Dion Dennis: Policing the Convergence of Virtual and Material Worlds

Policing the Convergence of Virtual and Material Worlds: "The True Object of Police is Man."
by Dion Dennis
C-Theory

Introduction

In the late 17th Century, German political theorists developed a meta-notion of policing and gave it a name: Polizeiwissenschaft. The term embraces broad policy and policing functions. In The Foucault Effect, Colin Gordon assembled a pastiche of snipped citations and paraphrases to convey the ambitious sweep of the object and the practices of Polizeiwissenschaft.
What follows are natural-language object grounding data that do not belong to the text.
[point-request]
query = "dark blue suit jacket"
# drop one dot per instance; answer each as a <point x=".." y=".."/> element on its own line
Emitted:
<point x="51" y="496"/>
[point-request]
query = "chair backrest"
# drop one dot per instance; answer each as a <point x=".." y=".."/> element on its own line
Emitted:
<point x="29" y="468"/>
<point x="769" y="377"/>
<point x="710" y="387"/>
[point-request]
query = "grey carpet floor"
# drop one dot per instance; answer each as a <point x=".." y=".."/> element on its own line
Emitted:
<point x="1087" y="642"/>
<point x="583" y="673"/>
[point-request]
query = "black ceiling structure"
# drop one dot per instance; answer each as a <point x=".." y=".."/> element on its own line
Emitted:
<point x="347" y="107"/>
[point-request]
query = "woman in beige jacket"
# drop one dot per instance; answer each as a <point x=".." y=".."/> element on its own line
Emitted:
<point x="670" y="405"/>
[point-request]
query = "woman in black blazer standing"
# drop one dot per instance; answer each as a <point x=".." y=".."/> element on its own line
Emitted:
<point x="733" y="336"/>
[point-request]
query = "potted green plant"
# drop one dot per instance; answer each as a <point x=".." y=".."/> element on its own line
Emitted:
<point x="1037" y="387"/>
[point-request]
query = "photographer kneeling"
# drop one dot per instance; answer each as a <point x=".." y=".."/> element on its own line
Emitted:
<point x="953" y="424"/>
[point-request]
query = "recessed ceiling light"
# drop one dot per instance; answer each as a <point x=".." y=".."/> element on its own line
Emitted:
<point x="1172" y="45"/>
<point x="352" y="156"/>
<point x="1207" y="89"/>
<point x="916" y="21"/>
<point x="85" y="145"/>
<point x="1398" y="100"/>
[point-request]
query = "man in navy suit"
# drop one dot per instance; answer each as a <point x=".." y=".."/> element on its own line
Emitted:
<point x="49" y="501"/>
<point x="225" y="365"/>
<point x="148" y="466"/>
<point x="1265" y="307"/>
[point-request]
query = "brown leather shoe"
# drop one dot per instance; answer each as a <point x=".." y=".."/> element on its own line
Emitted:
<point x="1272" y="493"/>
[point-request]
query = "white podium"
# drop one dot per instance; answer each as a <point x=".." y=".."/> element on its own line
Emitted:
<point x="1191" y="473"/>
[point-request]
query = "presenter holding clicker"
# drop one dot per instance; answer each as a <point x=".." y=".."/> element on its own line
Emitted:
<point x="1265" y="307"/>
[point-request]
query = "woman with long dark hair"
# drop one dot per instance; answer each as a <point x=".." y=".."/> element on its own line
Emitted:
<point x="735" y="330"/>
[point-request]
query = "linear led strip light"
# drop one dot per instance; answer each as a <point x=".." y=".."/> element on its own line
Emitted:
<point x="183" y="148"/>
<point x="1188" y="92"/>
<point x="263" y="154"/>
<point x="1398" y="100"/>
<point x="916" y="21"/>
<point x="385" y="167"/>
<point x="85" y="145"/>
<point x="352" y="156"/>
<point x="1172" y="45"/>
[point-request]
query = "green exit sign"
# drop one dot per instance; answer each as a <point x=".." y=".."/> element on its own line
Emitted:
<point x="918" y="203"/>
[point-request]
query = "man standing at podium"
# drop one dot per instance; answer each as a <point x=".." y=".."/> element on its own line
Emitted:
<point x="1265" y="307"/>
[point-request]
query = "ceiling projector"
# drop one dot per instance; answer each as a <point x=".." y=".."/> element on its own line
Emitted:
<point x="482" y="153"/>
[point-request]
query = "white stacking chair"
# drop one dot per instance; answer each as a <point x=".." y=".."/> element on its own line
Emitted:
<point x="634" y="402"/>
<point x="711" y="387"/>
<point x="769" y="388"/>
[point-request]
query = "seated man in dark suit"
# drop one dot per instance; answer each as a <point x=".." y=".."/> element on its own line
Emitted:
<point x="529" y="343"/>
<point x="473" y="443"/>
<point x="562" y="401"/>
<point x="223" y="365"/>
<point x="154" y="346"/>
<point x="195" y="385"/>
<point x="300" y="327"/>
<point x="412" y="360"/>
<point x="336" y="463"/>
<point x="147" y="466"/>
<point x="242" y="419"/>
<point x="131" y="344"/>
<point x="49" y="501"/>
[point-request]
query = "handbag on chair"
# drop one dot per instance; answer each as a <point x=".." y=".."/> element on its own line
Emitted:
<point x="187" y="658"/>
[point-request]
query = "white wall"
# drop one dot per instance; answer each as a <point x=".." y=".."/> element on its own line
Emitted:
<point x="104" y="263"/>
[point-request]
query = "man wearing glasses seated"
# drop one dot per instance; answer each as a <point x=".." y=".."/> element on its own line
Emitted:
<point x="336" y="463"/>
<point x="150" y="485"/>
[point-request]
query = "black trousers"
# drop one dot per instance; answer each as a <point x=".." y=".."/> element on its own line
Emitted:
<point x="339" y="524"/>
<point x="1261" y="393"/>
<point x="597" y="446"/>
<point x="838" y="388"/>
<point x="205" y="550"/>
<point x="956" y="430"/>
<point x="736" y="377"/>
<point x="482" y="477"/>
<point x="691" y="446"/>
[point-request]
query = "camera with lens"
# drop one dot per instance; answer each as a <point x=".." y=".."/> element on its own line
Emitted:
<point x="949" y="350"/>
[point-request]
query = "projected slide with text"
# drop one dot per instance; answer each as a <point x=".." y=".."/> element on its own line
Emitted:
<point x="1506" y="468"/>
I've reshuffled this mini-mosaic (below):

Life is the object of police: the indispensable, the useful, and the superfluous ... Police 'sees to living;' 'the objects which it embraces are in some sense indefinite ... [The task of] calculating detailed action appropriate to an infinity of unforeseeable and contingent circumstances is met by [the desire to create] an exhaustive detailed knowledge of reality... [that extends from cataloging the behavior of masses to the micro-details of an individual's life]. . Police is a science of endless lists and classifications ... a knowledge of inexhaustibly detailed and continuous control ... a kind of economic pastorate of men and things ... where the population is likened to a herd and flock ... [1]
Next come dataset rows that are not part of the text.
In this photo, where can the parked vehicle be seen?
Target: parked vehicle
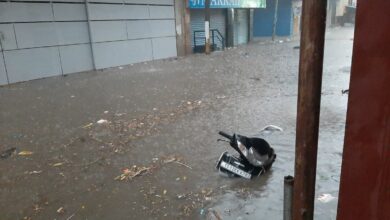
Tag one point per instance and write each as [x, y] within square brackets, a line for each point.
[255, 157]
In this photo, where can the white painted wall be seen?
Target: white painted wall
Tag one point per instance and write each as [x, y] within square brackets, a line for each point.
[41, 39]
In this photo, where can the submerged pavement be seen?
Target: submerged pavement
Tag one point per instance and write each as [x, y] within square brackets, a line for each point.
[139, 141]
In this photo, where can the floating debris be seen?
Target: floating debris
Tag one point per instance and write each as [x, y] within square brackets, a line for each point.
[35, 172]
[25, 153]
[58, 164]
[134, 171]
[102, 121]
[7, 153]
[87, 125]
[61, 210]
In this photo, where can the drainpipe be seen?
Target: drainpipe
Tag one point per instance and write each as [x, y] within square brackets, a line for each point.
[90, 34]
[288, 197]
[230, 27]
[275, 20]
[309, 100]
[207, 26]
[2, 54]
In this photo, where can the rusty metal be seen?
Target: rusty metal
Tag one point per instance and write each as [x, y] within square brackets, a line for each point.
[275, 21]
[365, 174]
[309, 99]
[207, 27]
[288, 197]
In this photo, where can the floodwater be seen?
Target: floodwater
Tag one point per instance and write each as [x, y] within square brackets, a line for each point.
[164, 117]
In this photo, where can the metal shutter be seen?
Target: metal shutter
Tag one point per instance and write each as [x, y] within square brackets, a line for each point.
[217, 21]
[241, 27]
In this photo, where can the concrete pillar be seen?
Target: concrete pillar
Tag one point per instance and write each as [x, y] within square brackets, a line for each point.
[251, 15]
[183, 28]
[230, 28]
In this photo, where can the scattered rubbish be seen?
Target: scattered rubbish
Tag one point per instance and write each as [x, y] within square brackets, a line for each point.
[213, 215]
[87, 125]
[178, 162]
[58, 164]
[134, 171]
[71, 216]
[25, 153]
[7, 153]
[325, 198]
[270, 129]
[61, 210]
[37, 208]
[102, 121]
[181, 196]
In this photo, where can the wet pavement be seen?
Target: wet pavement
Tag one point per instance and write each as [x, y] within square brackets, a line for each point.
[139, 141]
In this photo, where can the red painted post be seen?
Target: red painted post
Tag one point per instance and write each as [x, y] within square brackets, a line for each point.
[365, 174]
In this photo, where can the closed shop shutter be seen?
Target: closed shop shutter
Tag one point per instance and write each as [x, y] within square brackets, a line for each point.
[241, 27]
[217, 21]
[48, 38]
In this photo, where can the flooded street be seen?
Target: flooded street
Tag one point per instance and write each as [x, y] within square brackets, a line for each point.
[140, 141]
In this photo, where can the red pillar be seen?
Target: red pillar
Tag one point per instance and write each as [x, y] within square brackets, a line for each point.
[365, 176]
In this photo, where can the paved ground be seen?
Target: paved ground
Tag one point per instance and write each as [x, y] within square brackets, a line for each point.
[161, 119]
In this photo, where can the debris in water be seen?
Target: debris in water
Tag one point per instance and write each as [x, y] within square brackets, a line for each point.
[270, 129]
[213, 215]
[35, 172]
[102, 121]
[87, 125]
[325, 198]
[255, 78]
[61, 210]
[181, 196]
[7, 153]
[25, 153]
[58, 164]
[134, 171]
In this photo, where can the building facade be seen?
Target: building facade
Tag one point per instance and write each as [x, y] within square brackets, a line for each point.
[50, 38]
[44, 38]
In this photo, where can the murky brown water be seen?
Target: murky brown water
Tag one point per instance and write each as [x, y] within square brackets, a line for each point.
[74, 163]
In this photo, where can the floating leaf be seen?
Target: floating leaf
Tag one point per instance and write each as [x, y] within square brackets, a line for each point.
[25, 153]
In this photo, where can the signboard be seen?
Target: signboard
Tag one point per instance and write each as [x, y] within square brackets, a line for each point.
[228, 3]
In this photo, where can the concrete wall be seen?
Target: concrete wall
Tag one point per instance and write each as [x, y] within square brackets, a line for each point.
[263, 19]
[43, 38]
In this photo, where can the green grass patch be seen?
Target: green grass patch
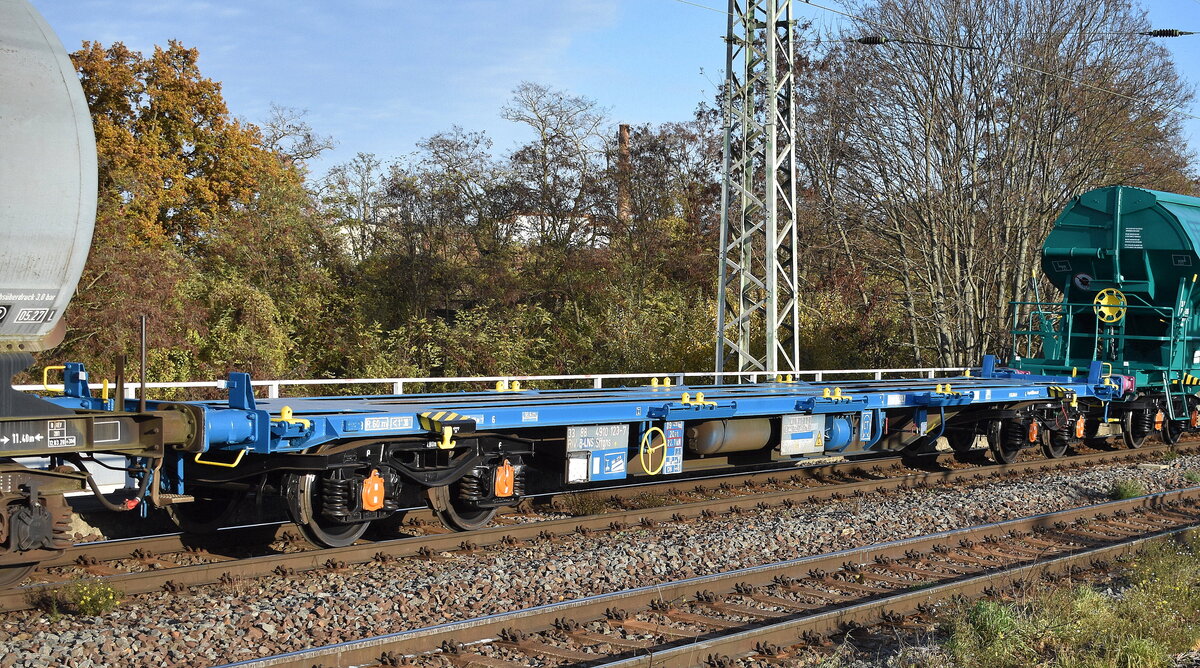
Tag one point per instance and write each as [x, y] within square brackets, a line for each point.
[1127, 489]
[1156, 617]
Compare the vision of these Polizeiwissenschaft theorists, as described by Foucault and Gordon, to this description of the near-future, as portrayed by Albrecht and McIntyre:

Imagine a world where your every purchase is monitored and recorded and your every belonging is numbered ... [Imagine] someone ... in another country has a record of everything that you have ever bought or owned ... every item of clothing... What's more, these items can be tracked remotely... [and] you can also be tracked and monitored remotely through the things you wear, carry and interact with every day. [This is the vision of] the world that Wal-Mart, Target, Gillette, Procter & Gamble, Kraft, IBM, and [various entities of] the U.S. government want to usher in [by 2015, through the use of cheap, ubiquitous and nearly invisible Radio Frequency Identification technologies]. [2]


More than three centuries later, the actual, possible and probable use for "an Internet of Things" has met the knowledge production requirements and governance agenda of 18th Century Polizeiwissenschaft theorists. In Postscript on the Societies of Control, Deleuze explained the key change that has reanimated the neo-Polizeiwissenschaft project:

In disciplinary societies, the individual passes from one closed environment to another: the family; the school; the barracks, the factory ... Now, societies of control, operating with computers, are replacing disciplinary societies ...
Enclosures are molds ... but controls are a modulation ... that continuously change... perpetual training replaces the school, and continuous control replaces the examination.

The numerical language of control is made of codes that [allow or disallow] access to information. We no longer deal with the mass/individual pair. Individuals have become "dividuals," samples, data, markets, or "banks."

The operation of markets is now the instrument of social control ... short-term and rapid, but also continuous and without limit, while discipline was of long duration, infinite and discontinuous ... [3]


One center for these new modulations of social control is the emerging "Internet of Things," where data collection and analysis devices are ubiquitous, interactive, hyper-intensive, decentralized, cheap and mobile. [4] Freed from the need for permanent enclosures (to observe, record, shape and discipline) by iterating generations of smaller, cheaper, faster and more powerful RFID and GPS chips, the capacity for continuous observation, judgment and control of "men and things" becomes broader, and deeper. As a constituent feature of this moment, these ubiquitous and mobile technologies de facto shred "taken-for-granted" categories of late modernity, such as the once-conventional distinctions between public and private.